He remembers that he was still in shock when a plainclothes detective told him that he was under arrest on suspicion of having pushed the 43-year old man, a habitual burglar, to his death. For the next week he lived on tenterhooks wondering whether he would be charged with a serious offence, before Greater Manchester Police announced that the matter was closed. His case, however, reopened the debate about the way members of the public are treated under the law when they make the split-second decision to intervene and have a go.
He said: “Suddenly, I was sitting in the back of a van under arrest wondering, ‘What the hell is going on here?’. I was taken to the police station and, at that point, it seems your personal liberty seems to disappear. My possessions and clothes were taken away. I had become a criminal.”
The simple facts of the case that Mr Walsh had been awoken by noises, spotted the intruder and then had retreated to another room to check for accomplices when the man slipped off the roof appeared to count for little.
The burglar, Terence Sandiford, was a known petty criminal. The ex-serviceman had been due to appear before magistrates on August 21 in Manchester on charges of going equipped to steal.
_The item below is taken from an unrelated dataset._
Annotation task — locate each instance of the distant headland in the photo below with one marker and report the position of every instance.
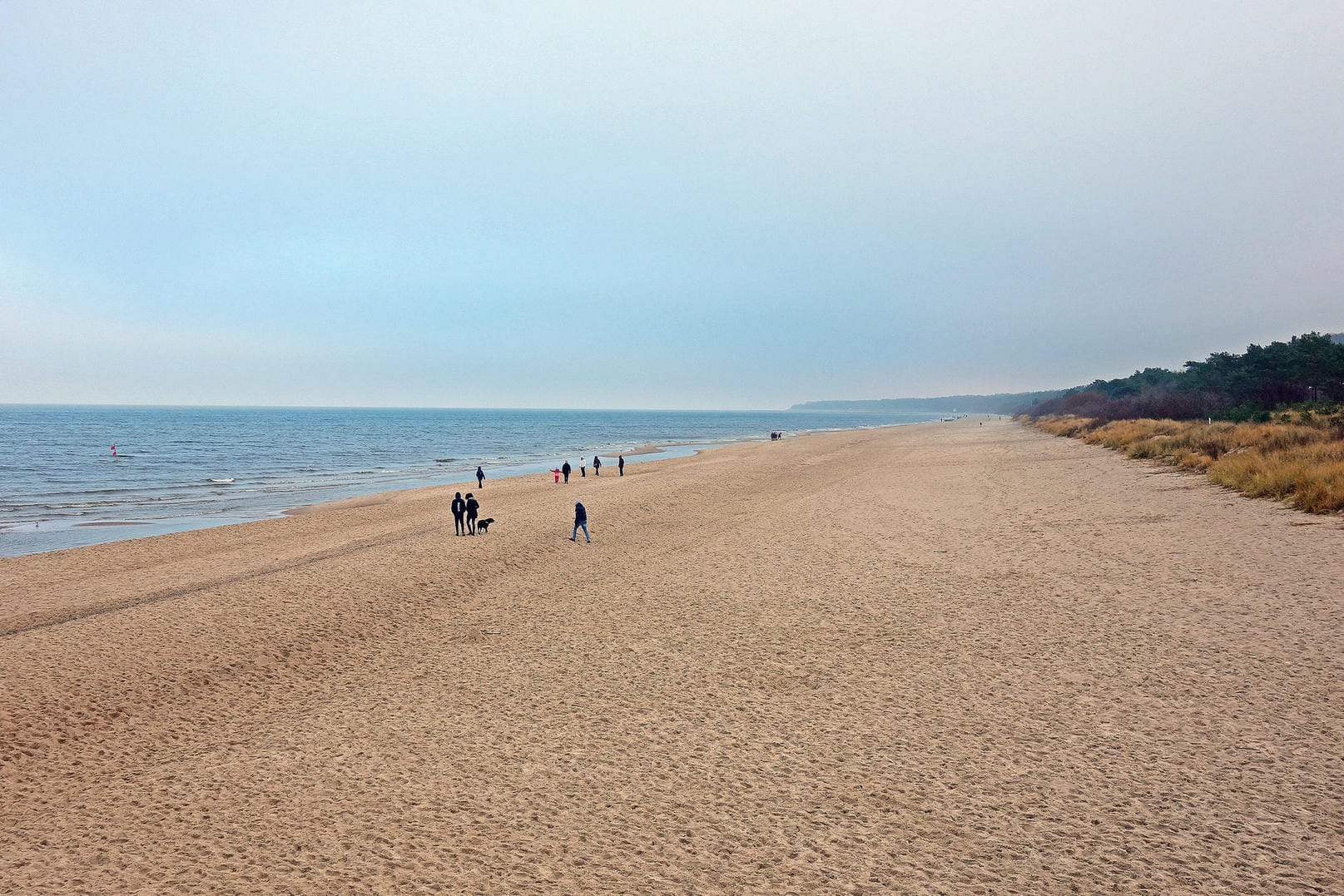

On July 11 he had allegedly been found in possession of the tools of the burglary trade: bolt cutters, wire cutters, screwdriver and torch. At the time of the burglary he had been living in a bail hostel.
After the incident Mr Walsh was immediately arrested and spent the entire day at the police station. He was left to contemplate the possibility of serious charges for the next four days.
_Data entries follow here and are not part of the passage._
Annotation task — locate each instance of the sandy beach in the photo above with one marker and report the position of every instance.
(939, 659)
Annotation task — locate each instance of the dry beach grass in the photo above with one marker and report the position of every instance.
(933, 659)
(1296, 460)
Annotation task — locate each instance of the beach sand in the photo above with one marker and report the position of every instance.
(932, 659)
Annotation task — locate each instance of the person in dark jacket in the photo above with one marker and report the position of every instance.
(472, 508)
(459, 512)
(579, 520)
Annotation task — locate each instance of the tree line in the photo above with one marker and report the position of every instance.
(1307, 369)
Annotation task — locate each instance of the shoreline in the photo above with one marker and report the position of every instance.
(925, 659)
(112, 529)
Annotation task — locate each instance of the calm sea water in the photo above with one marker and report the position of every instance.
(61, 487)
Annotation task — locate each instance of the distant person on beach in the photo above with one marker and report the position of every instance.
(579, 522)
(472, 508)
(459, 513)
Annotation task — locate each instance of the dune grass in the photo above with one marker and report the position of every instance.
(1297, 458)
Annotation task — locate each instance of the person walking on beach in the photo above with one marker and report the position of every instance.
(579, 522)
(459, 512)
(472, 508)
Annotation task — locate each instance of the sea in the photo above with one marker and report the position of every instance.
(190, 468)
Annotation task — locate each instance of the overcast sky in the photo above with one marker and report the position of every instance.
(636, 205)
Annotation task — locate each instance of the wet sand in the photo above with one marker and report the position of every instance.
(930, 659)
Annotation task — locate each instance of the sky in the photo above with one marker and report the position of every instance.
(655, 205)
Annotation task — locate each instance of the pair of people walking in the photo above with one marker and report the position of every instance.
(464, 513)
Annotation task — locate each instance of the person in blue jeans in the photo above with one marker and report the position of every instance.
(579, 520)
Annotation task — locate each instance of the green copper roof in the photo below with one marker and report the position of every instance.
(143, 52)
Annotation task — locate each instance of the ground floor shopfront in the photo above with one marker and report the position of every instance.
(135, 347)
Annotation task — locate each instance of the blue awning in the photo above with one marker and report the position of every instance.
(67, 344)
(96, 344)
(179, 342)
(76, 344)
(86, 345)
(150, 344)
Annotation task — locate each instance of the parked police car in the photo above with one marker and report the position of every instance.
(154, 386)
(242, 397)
Police had taken away the chainsaws and other equipment that he used for his job for scientific examination. He could not work and neither could he return to his flat, which was being treated as a crime scene. Later that week he returned to the flat with forensic science officers to show them anything they may have missed. There were also questions from police to answer.
He was told in a meeting with police officers the following Friday that he had no case to answer for murder, manslaughter or any other charge.
“During the whole interrogation process I honestly felt very uneasy,” he said. “All kinds of irrational fears came into play because I was in a state of shock and trauma.”
Mr Walsh said yesterday that he was sympathetic towards Jack Straw’s initiative because light needed to be shed on this part of the law. He believes the law should be changed so that there is a period of calm reflection between an incident and any arrests. “There should be a period when everybody steps back and gives you the benefit of the doubt. I was arrested immediately, the victim. I suddenly became the person under suspicion.”